Parce que le lien n’est toujours pas fait entre l’énergie et l’économie, le lien n’est toujours pas fait entre l’énergie et les fossiles, parce qu’on est dans ce refus de… Peut-être à raison, peut-être que pendant encore quelques temps, on a raison de se dire que non, non, non, il n’y a pas de limite à notre puissance, on va trouver…

Le futur du jeu ne passe pas par une limitation de la puissance, ça passe plutôt par voir comment on va pouvoir augmenter ça. Sauf que dans ce que j’ai pu observer… point de vue, on essaie de croiser les points de vue, quand même, continuer cette course pose un certain nombre de problèmes.

Parce que quand même on y arrive au niveau énergétique, ça continue de poser les problèmes d’extraction de la matière partout dans le monde, de destruction du vivant, d’accaparement des écosystèmes, etc. Parce que c’est pareil, on ne se limite pas.

Au contraire, si on continue d’avoir de l’énergie, on continue d’être puissant et on va partout. Donc ça pose le problème des limites planétaires qui sont en train vraiment de… d’être visiblement là.

Ce n’est pas demain. Donc, ça commence à chauffer partout.

Thomas Gauthier

Tu évoques ici, au fil de l’eau, le travail d’enquête que tu mènes, sauf erreur de ma part, depuis 6, 7, peut-être même 8 ans. Tu as parlé d’un livre aussi qui va bientôt sortir.

J’aimerais que, pour cette troisième et dernière partie de l’échange, si tu le veux bien, on découvre avec toi ton mode opératoire, on découvre avec toi tes manières d’intervenir dans ce monde. tes manières de chercher à le décrypter, est-ce que tu peux nous faire vivre en immersion et en accélérer forcément ces années, ces années d’enquête, ces années de rencontre, ce travail d’écriture, ce résultat ? Est-ce que tu peux simplement nous raconter comment est-ce que tu t’es mis en mouvement pour décrypter ce monde dont tu dis qu’on n’y comprend pas grand-chose ?

Et où en es-tu aujourd’hui ?

Julien Devaureix

J’en parle effectivement un petit peu dans le lit, mais assez peu. Je n’ai pas centré le truc sur ma propre histoire, mais je trouvais que c’était intéressant d’apporter quelques éléments.

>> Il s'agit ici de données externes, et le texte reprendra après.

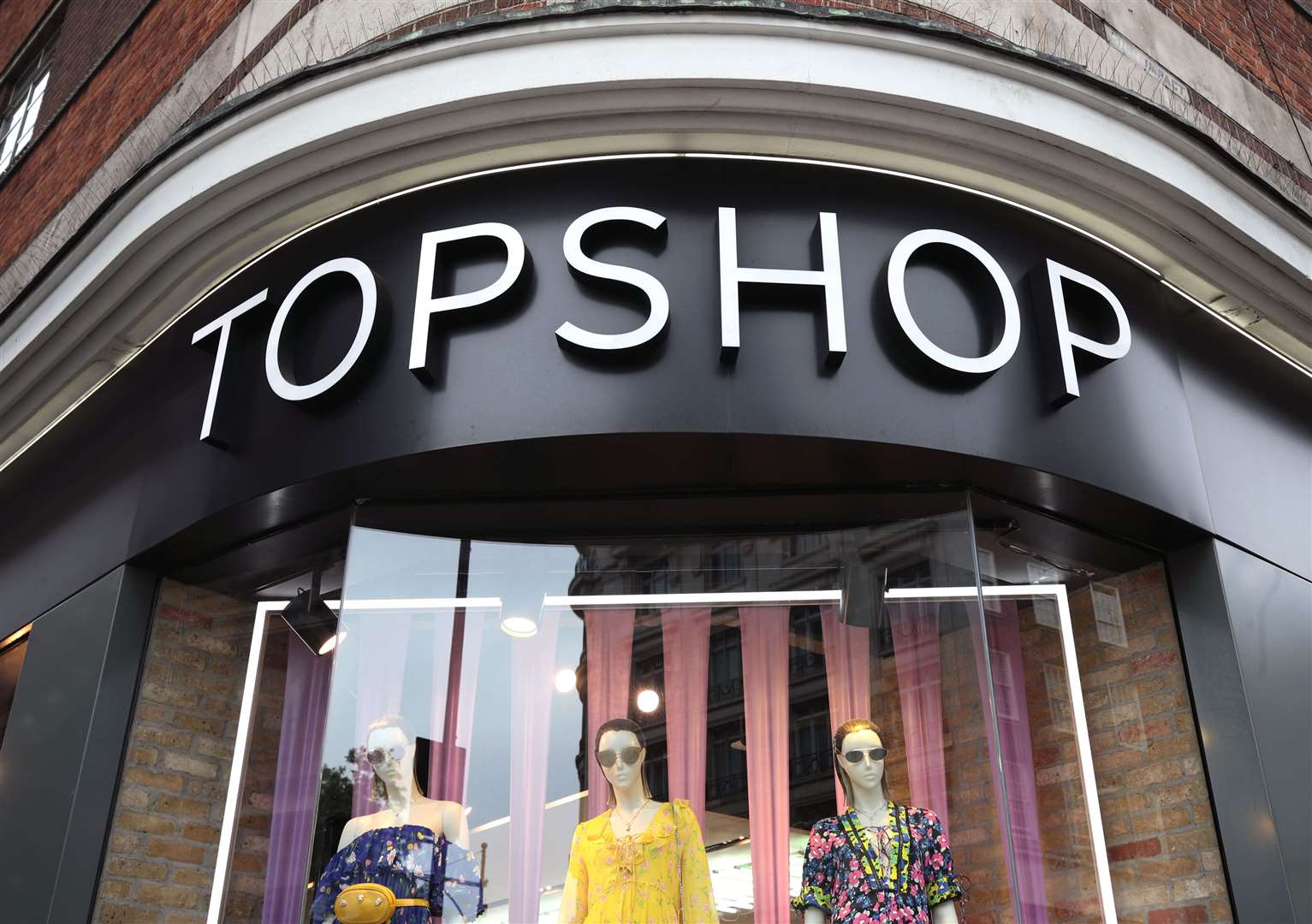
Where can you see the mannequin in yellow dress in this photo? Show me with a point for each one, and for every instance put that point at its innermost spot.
(640, 862)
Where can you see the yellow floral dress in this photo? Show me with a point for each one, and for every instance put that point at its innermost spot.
(637, 880)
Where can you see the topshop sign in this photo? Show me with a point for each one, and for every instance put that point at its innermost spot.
(1063, 346)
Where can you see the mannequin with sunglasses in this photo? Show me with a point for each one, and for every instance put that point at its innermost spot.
(411, 856)
(878, 862)
(640, 862)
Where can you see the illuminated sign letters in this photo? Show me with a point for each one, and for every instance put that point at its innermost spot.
(1061, 344)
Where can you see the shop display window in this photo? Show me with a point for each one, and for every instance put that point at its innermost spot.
(643, 727)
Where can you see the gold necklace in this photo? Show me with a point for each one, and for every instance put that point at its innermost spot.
(634, 817)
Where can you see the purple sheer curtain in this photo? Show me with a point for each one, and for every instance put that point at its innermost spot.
(1013, 741)
(295, 788)
(846, 663)
(915, 630)
(765, 705)
(378, 687)
(609, 636)
(455, 655)
(686, 637)
(531, 665)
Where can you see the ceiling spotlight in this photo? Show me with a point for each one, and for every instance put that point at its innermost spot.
(519, 627)
(334, 641)
(312, 619)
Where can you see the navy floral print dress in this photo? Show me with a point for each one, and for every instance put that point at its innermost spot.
(413, 862)
(852, 881)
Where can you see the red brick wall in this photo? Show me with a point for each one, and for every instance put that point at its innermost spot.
(140, 71)
(1157, 820)
(163, 843)
(1231, 33)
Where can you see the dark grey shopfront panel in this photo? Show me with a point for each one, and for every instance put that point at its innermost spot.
(1270, 613)
(1255, 442)
(1247, 632)
(64, 744)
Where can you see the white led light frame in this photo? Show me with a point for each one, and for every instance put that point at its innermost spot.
(251, 685)
(1058, 593)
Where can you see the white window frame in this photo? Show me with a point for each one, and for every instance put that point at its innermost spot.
(20, 121)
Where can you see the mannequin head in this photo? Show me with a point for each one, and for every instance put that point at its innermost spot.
(617, 737)
(391, 739)
(866, 776)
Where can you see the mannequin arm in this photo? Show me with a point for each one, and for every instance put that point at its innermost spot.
(943, 912)
(455, 825)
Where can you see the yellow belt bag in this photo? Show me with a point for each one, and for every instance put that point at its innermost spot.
(371, 903)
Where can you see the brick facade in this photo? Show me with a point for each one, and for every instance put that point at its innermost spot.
(1269, 41)
(1157, 820)
(163, 844)
(120, 93)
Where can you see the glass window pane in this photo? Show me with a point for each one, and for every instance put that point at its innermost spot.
(495, 666)
(1095, 726)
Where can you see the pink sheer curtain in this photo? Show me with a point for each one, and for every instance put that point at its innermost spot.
(609, 636)
(765, 705)
(295, 789)
(1013, 741)
(531, 665)
(378, 637)
(846, 663)
(686, 636)
(915, 630)
(455, 655)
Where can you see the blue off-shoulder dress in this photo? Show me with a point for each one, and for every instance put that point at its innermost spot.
(413, 862)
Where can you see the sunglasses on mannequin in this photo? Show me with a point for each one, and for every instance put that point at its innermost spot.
(854, 755)
(381, 754)
(629, 756)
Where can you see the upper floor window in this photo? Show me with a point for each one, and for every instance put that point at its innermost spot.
(22, 98)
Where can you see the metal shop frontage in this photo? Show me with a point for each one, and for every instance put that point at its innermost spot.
(667, 539)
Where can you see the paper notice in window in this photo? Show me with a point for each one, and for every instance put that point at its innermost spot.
(1107, 613)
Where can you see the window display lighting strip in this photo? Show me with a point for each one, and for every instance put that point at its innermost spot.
(418, 603)
(1058, 593)
(726, 599)
(236, 771)
(1081, 726)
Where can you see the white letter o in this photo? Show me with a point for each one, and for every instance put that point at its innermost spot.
(369, 293)
(1006, 347)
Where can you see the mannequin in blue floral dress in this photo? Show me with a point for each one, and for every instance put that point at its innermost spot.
(415, 845)
(878, 862)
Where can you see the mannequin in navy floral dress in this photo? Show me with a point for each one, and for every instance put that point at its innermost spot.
(415, 845)
(878, 862)
(413, 862)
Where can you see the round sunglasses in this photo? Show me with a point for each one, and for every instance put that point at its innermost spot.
(629, 756)
(854, 755)
(378, 755)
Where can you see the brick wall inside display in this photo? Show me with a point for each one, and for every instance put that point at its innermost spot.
(1156, 813)
(1157, 820)
(163, 843)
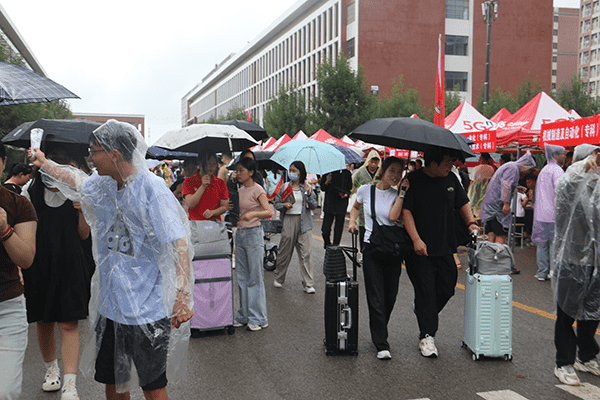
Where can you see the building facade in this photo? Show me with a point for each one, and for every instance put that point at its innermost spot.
(390, 40)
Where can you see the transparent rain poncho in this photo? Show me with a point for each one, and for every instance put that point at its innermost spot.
(576, 274)
(143, 254)
(545, 192)
(502, 187)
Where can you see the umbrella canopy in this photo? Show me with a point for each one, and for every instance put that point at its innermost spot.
(350, 155)
(161, 154)
(20, 85)
(318, 158)
(62, 131)
(254, 130)
(409, 134)
(217, 138)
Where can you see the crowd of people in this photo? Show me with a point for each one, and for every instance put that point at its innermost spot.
(114, 245)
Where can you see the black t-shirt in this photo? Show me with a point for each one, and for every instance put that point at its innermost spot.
(432, 202)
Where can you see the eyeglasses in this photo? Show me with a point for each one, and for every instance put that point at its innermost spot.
(92, 152)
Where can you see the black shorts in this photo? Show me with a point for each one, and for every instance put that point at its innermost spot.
(495, 227)
(149, 356)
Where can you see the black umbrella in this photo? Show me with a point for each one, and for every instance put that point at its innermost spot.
(254, 130)
(19, 85)
(71, 133)
(409, 134)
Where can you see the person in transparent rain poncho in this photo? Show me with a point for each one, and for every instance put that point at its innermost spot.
(543, 213)
(141, 289)
(575, 268)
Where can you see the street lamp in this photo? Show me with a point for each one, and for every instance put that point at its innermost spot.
(490, 13)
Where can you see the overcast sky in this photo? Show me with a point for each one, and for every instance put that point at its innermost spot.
(136, 57)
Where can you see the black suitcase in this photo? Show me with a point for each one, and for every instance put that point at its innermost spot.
(341, 310)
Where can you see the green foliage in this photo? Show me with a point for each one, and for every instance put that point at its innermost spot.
(528, 90)
(343, 101)
(403, 102)
(576, 97)
(286, 113)
(499, 99)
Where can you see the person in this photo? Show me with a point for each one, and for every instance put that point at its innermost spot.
(57, 287)
(543, 212)
(141, 291)
(365, 175)
(18, 223)
(336, 186)
(484, 169)
(18, 175)
(206, 195)
(223, 171)
(249, 243)
(382, 274)
(429, 219)
(574, 270)
(296, 231)
(496, 211)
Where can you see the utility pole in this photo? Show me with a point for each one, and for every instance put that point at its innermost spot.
(490, 13)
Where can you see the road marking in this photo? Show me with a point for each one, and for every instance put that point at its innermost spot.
(586, 391)
(501, 395)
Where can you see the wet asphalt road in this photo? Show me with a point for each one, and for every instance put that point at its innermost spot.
(287, 360)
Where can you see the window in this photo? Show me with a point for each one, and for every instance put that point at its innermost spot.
(457, 45)
(456, 78)
(351, 48)
(351, 17)
(457, 9)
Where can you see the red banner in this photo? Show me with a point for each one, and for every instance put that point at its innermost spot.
(572, 132)
(484, 141)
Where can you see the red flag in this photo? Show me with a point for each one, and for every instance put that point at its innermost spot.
(440, 92)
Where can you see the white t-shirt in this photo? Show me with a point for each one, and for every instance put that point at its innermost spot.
(384, 200)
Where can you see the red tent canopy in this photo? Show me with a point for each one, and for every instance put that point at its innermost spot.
(525, 125)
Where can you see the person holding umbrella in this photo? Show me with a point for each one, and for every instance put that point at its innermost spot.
(295, 202)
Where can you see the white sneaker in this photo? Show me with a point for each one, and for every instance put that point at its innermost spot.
(567, 375)
(592, 366)
(427, 347)
(52, 379)
(69, 392)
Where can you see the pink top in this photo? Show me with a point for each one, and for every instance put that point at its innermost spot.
(249, 202)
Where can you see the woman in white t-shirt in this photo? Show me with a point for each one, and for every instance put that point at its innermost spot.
(249, 245)
(382, 276)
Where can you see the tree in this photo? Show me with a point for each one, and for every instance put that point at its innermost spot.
(576, 97)
(286, 113)
(403, 102)
(342, 102)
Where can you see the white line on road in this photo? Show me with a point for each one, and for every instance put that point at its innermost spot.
(501, 395)
(586, 391)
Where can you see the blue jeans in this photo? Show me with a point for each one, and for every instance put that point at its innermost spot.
(13, 342)
(249, 272)
(544, 258)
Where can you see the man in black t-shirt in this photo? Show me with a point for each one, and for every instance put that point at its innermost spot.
(428, 216)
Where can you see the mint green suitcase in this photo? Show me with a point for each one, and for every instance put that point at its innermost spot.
(488, 316)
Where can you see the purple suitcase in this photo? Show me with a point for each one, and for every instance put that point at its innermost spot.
(213, 295)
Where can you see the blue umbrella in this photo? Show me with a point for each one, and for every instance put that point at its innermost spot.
(318, 158)
(351, 156)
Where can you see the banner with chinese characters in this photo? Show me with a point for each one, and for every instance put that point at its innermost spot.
(572, 132)
(484, 141)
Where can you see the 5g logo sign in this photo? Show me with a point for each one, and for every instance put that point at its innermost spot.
(119, 238)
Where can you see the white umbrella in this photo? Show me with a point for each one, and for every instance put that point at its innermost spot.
(218, 138)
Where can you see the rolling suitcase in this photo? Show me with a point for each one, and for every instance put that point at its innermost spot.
(341, 308)
(488, 313)
(213, 294)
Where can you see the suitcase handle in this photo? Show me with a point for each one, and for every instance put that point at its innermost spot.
(348, 319)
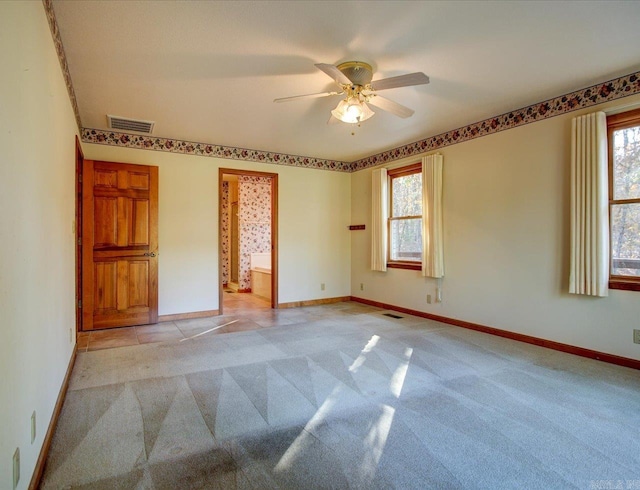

Parce que finalement, il y a pas mal de gens qui commencent à questionner tout ça et qui cherchent comment avancer. Donc, après, chaque cas est particulier.

On s’en racontait ma vie. Mais moi, je travaillais…

La prise de conscience, en fait, au début des grands enjeux, m’est tombée un peu dessus quand je travaillais à Hong Kong. À l’époque, c’était en 2013. 2013-2014, et j’étais beaucoup sur les sujets de prospectif, ce que je travaillais dans le numérique, en fait, technologie, etc. Donc mon boulot, c’était de comprendre ce qui était en train de se passer, ce qui allait se passer, et comment ça allait, c’était la transformation digitale des organisations, comment l’organisation pour laquelle je travaillais était en train d’ingoluer.

Donc j’étais plutôt à manger l’avenir, entre guillemets, à essayer de le digérer pour le restituer. Et puis à force de faire ça, je suis tombé sur des sujets autres que technologiques, notamment tout le sujet du…

Des limites énergétiques, de l’écologie, des sujets de société. Donc ça a été un peu mon prise de conscience en disant « Ah oui, en fait, l’avenir ne sera peut-être pas tout à fait ce que j’avais anticipé.

Il y a quand même d’autres hypothèses qui sont plutôt sérieuses. » Et à tel point que j’ai eu envie de creuser ça, donc j’ai quitté mon travail. J’ai pris une année pour un peu voyager, mais surtout étudier tous ces sujets-là.

Et comprendre dans le même temps quelle était ma place là-dedans. Qu’est-ce que je faisais avec ma propre, ce que j’appellerais maintenant, mon propre désir de puissance, ma carrière.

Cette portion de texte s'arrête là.